Thursday, July 04, 2013

July 3rd - Hot And Dry


Yesterday was almost a totally down day. There were early, very high-based buildups over the Catalinas around 9:30 am - these produced virga and a bit of thunder. Katie heard thunder here at house about 9:45 am. These buildups moved off to the southwest and that was it. The WRF-GFS forecasts yesterday were considerably less active than the WRF-NAM forecast, but were still an over-forecast. There were no reports of rainfall in the ALERT network during the past 24-hours. The TUS sounding from 5 pm yesterday is shown above - the sounding has almost no CAPE and only 28 mm of PW. The PW values continue to be holding around 30 mm at the Univ. of Arizona GPS site, except when storms were moving overhead - a time series for the last 7 days is shown below. I'd really like to see PW up around 40 mm or higher for significant, heavy thunderstorms. It is interesting that the old NWS start definition for the monsoon (3 consecutive days with average Td of 54 F or higher) has not yet been met. Today's morning sounding (the Fourth) is similar to yesterday's. I do note on the standard level charts very hot temperatures and a distinct trough to our northwest below 500 mb. With 500 mb temperatures holding around -7 to -8 C the thermal instability will be substantial - not good news for fire fighters.

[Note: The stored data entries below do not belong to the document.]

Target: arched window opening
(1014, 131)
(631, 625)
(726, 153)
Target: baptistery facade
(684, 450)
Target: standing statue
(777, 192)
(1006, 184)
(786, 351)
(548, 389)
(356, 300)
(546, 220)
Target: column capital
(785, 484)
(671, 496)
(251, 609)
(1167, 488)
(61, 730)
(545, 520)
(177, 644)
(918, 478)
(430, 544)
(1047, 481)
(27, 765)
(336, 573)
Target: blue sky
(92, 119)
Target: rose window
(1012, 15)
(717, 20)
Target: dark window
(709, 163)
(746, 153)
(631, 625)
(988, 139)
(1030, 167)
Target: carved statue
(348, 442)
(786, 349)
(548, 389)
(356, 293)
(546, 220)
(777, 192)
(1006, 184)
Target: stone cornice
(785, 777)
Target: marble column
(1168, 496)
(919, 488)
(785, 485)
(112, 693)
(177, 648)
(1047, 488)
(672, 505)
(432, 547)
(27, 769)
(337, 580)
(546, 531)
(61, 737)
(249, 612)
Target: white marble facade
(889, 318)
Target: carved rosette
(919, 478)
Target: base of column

The early WRF-GFS forecasts another totally down day for most of southeast Arizona. Above graphic shows total rainfall through 6 am tomorrow. I will check the 12 UTC forecasts and watch the PW values later today, since their is always the possibility of a model zig-zag from yesterday to today

The IR image below is from 1330 UTC this morning. Note that Dalila is almost gone. This storm remained very compact during its life and didn't impact the southern end of the GoC. The remnants of an Mexican MCS have moved over the north-central GoC. Outflow from this convective system has moved into southwestern Arizona - note the higher dewpoints and strong, south-southeast winds at Yuma this morning (bottom). The next tropical storm is just at the right side of the image.